Davide Padoa is the CEO of Design International and graduated from the Faculty of Architecture in Milan. Padoa finished his architectural studies in California at the University of Pomona. After his graduation as architect in the US and Italy, Padoa moved to the U.K. and then to Indonesia, where he worked as a design director in one of the largest engineering and architecture practices. During that period, he lectured architecture at Trisakty University and established an international relationship between the Indonesian and Italian governments for large regeneration projects.

In Indonesia, Padoa designed for Dharmala Bank and PSP Group the tallest skyscraper in Jakarta at the age of 25. In 1998 he moved to London where he joined Design International, a London-based architecture firm with offices worldwide.

Padoa was appointed managing director in 2002 and chief executive officer in 2006.

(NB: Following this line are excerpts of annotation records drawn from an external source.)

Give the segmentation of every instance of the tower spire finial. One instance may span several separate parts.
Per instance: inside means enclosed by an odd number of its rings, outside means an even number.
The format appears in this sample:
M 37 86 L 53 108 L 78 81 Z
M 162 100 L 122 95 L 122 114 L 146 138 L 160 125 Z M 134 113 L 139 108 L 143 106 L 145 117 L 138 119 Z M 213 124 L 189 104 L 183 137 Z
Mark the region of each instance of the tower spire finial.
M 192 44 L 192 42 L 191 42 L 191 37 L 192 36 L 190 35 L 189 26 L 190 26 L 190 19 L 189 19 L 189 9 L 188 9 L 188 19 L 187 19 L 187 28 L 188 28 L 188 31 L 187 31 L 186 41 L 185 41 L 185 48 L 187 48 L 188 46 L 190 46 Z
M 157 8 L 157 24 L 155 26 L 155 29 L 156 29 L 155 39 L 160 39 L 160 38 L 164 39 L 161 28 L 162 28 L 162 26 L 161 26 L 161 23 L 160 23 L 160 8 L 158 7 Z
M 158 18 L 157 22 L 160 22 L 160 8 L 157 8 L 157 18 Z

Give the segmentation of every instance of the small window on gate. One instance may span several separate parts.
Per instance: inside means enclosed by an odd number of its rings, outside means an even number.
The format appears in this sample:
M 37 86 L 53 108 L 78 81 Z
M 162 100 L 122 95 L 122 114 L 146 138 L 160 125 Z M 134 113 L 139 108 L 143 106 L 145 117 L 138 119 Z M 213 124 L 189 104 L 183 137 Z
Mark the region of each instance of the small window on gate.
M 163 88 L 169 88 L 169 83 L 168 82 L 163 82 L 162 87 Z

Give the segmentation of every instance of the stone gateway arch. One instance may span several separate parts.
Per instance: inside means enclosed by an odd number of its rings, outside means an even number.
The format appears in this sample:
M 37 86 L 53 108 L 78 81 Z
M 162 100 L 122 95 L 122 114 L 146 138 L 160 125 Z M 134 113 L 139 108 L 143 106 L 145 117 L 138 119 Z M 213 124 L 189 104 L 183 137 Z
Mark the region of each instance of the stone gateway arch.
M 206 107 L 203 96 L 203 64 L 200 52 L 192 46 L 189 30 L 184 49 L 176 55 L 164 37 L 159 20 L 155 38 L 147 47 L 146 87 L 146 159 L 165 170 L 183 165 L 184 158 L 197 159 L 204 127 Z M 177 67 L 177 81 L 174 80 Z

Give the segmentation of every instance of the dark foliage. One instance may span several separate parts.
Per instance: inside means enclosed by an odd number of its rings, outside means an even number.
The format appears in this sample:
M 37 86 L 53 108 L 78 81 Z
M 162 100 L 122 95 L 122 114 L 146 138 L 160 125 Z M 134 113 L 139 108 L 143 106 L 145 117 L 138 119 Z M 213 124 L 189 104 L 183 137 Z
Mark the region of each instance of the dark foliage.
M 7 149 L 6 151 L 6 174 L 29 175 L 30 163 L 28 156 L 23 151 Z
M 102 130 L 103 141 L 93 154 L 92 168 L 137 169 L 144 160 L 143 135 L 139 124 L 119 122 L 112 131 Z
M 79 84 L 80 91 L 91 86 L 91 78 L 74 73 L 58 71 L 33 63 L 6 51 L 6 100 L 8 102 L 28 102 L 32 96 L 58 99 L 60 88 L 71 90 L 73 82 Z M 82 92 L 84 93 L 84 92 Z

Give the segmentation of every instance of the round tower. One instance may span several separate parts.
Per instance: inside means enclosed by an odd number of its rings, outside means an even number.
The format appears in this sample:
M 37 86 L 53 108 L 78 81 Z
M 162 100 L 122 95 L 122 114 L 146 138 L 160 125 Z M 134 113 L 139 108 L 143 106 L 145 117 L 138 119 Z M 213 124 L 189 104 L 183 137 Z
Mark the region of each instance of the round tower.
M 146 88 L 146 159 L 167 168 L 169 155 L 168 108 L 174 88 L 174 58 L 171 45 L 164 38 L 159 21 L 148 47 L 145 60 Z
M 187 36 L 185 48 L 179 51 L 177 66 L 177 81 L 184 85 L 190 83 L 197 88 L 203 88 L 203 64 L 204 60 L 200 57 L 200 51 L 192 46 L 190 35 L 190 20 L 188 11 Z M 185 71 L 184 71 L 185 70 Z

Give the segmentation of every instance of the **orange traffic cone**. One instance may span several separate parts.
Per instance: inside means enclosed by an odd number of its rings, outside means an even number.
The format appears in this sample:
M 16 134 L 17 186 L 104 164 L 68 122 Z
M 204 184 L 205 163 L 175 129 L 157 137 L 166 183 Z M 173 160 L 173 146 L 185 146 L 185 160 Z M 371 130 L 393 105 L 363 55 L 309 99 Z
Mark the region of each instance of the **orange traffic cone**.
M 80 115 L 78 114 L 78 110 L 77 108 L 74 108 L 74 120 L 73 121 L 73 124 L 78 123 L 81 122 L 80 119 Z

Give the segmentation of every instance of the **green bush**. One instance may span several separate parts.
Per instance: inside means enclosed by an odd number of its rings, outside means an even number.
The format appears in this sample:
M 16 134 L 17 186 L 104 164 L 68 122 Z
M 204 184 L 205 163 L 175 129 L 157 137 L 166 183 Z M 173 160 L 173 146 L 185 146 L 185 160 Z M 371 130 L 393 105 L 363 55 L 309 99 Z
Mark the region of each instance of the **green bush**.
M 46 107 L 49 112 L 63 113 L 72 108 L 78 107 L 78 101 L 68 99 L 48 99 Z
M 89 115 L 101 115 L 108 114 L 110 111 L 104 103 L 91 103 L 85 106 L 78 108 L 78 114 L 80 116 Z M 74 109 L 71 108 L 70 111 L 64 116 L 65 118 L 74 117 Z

Padoa designed Morocco Mall, the second largest shopping centre in Africa, which includes one of only four Galeries Lafayette stores outside France. Morocco Mall has won many awards, including a Guinness World Record for "The largest in-store shop facade".

Padoa also designed Nave de Vero, a shopping centre in Venice, Italy. In November 2014, the project was awarded a BREEAM rating of ‘Very Good’. This achievement makes the shopping centre the first commercial project in Italy to achieve this certification. In Italy Padova designed Maximall Pompeii, in Torre Annunziata, Campania, considered the biggest shopping centre of South Europe.

Padoa is married to an Indonesian sculptor and has two daughters, including Raquel who studies at Imperial College London.